Source code for sensai.columngen

from abc import ABC, abstractmethod
import logging
from typing import Any, Union, Optional

import numpy as np
import pandas as pd

from .data_transformation import DFTNormalisation
from .featuregen import FeatureGeneratorFromColumnGenerator
from .util.cache import KeyValueCache


log = logging.getLogger(__name__)


[docs]class ColumnGenerator:
    """
    Generates a single column (pd.Series) from an input data frame, which is to have the same index as the input
    """
    def __init__(self, generated_column_name: str):
        """
        :param generated_column_name: the name of the column being generated
        """
        self.generatedColumnName = generated_column_name

[docs]    def generate_column(self, df: pd.DataFrame) -> pd.Series:
        """
        Generates a column from the input data frame

        :param df: the input data frame
        :return: the column as a named series, which has the same index as the input
        """
        result = self._generate_column(df)
        if isinstance(result, pd.Series):
            result.name = self.generatedColumnName
        else:
            result = pd.Series(result, index=df.index, name=self.generatedColumnName)
        return result

    @abstractmethod
    def _generate_column(self, df: pd.DataFrame) -> Union[pd.Series, list, np.ndarray]:
        """
        Performs the actual column generation

        :param df: the input data frame
        :return: a list/array of the same length as df or a series with the same index
        """
        pass

[docs]    def to_feature_generator(self,
            take_input_column_if_present: bool = False,
            normalisation_rule_template: DFTNormalisation.RuleTemplate = None,
            is_categorical: bool = False):
        """
        Transforms this column generator into a feature generator that can be used as part of a VectorModel.
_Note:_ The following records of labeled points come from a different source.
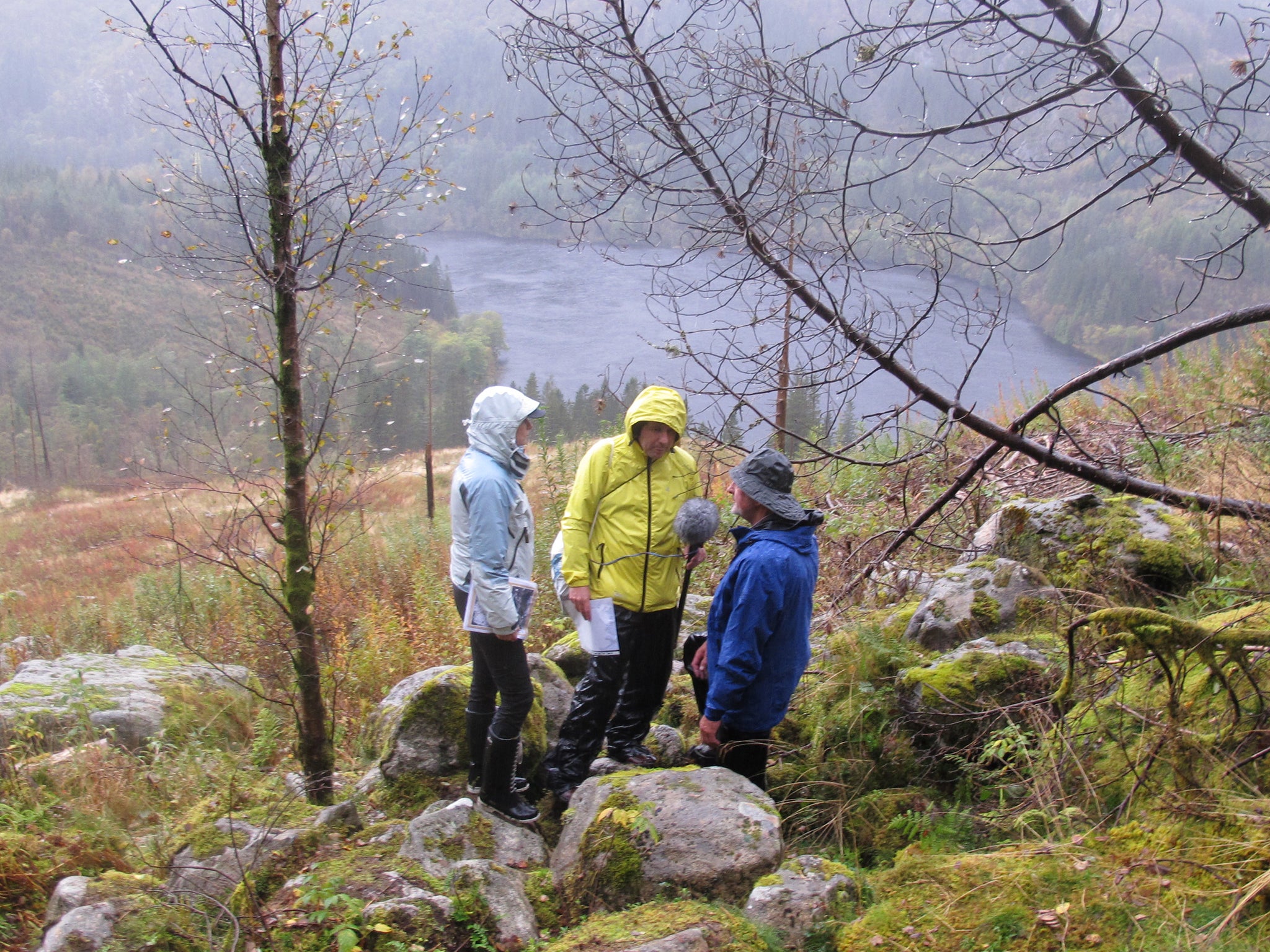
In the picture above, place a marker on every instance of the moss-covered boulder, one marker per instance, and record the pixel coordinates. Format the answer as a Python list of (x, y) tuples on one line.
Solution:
[(131, 697), (634, 835), (569, 655), (977, 598), (121, 912), (802, 896), (557, 692), (447, 833), (961, 695), (1113, 545), (424, 723), (664, 927), (214, 867)]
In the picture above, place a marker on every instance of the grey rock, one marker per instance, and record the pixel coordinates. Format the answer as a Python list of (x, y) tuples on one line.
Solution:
[(295, 785), (390, 834), (385, 716), (807, 895), (668, 746), (370, 780), (605, 765), (557, 691), (504, 890), (82, 930), (417, 738), (69, 894), (342, 815), (987, 646), (1039, 531), (973, 599), (716, 834), (121, 692), (219, 875), (461, 831)]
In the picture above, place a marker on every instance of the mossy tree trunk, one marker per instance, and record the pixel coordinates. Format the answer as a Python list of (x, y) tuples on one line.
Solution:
[(316, 753)]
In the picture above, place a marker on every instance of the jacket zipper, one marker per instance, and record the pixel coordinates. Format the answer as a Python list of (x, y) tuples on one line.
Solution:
[(648, 540)]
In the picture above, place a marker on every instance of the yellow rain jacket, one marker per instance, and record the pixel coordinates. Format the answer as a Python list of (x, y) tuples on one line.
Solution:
[(619, 535)]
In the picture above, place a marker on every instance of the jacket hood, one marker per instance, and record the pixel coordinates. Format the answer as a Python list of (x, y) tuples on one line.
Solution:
[(801, 539), (658, 405), (497, 413)]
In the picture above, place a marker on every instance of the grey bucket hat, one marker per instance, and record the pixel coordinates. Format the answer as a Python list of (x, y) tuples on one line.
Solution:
[(766, 477)]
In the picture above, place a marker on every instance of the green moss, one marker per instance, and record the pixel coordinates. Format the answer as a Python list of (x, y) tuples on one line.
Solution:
[(1161, 564), (613, 860), (986, 611), (657, 920), (541, 891)]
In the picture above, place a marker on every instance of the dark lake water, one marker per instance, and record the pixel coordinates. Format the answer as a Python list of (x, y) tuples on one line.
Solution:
[(573, 315)]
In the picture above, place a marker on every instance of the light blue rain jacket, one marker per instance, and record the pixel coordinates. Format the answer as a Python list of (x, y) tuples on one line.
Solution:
[(491, 519)]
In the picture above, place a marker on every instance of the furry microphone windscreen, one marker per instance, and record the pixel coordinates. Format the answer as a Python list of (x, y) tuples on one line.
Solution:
[(696, 522)]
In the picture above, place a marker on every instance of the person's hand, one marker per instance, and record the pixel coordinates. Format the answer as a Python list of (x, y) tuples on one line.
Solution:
[(580, 598), (699, 663), (709, 731), (694, 559)]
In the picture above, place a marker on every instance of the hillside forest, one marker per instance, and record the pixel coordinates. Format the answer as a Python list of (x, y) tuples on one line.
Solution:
[(234, 387)]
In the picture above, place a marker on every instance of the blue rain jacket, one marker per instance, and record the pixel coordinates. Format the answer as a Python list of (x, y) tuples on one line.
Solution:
[(760, 626)]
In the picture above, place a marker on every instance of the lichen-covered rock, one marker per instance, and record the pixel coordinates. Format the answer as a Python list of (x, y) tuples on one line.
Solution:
[(426, 730), (631, 835), (339, 815), (667, 743), (678, 926), (446, 834), (14, 653), (961, 694), (83, 930), (383, 720), (557, 691), (977, 598), (799, 896), (502, 892), (133, 696), (569, 656), (1103, 544), (249, 848)]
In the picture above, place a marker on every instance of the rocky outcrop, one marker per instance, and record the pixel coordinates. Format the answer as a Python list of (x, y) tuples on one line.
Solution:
[(214, 874), (801, 896), (451, 832), (961, 695), (130, 696), (1088, 541), (974, 599), (631, 835), (567, 653), (422, 725), (557, 692)]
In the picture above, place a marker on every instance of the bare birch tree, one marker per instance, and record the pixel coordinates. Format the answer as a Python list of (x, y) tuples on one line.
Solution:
[(291, 162)]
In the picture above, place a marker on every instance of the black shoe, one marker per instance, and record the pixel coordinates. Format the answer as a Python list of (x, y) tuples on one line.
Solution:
[(638, 756), (520, 785), (497, 792)]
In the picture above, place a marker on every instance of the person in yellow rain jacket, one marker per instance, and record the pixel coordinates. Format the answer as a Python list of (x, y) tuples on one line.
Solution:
[(620, 544)]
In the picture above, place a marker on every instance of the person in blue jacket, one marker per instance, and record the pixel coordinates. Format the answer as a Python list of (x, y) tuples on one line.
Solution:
[(492, 532), (757, 635)]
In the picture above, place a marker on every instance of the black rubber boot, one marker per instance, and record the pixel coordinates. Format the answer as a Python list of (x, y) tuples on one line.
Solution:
[(495, 790), (478, 729)]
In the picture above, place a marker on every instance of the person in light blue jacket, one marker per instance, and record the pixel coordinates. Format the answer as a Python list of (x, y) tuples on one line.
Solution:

        :param take_input_column_if_present: if True, then if a column whose name corresponds to the column to generate exists
            in the input data, simply copy it to generate the output (without using the column generator); if False, always
            apply the columnGen to generate the output
        :param is_categorical: whether the resulting column is categorical
        :param normalisation_rule_template: template for a DFTNormalisation for the resulting column.
            This should only be provided if is_categorical is False
        :return:
        """
        return FeatureGeneratorFromColumnGenerator(self,
            take_input_column_if_present=take_input_column_if_present,
            normalisation_rule_template=normalisation_rule_template,
            is_categorical=is_categorical)


[docs]class IndexCachedColumnGenerator(ColumnGenerator):
    """
    Decorator for a column generator which adds support for cached column generation where cache keys are given by the input data frame's
    index. Entries not found in the cache are computed by the wrapped column generator.

    The main use case for this class is to add caching to existing ColumnGenerators. For creating a new caching
    ColumnGenerator the use of ColumnGeneratorCachedByIndex is encouraged.
    """

    log = log.getChild(__qualname__)

    def __init__(self, column_generator: ColumnGenerator, cache: KeyValueCache):
        """
        :param column_generator: the column generator with which to generate values for keys not found in the cache
        :param cache: the cache in which to store key-value pairs
        """
        super().__init__(column_generator.generatedColumnName)
        self.columnGenerator = column_generator
        self.cache = cache

    def _generate_column(self, df: pd.DataFrame) -> pd.Series:
        # compute series of cached values
        cache_values = [self.cache.get(nt.Index) for nt in df.itertuples()]
        cache_series = pd.Series(cache_values, dtype=object, index=df.index).dropna()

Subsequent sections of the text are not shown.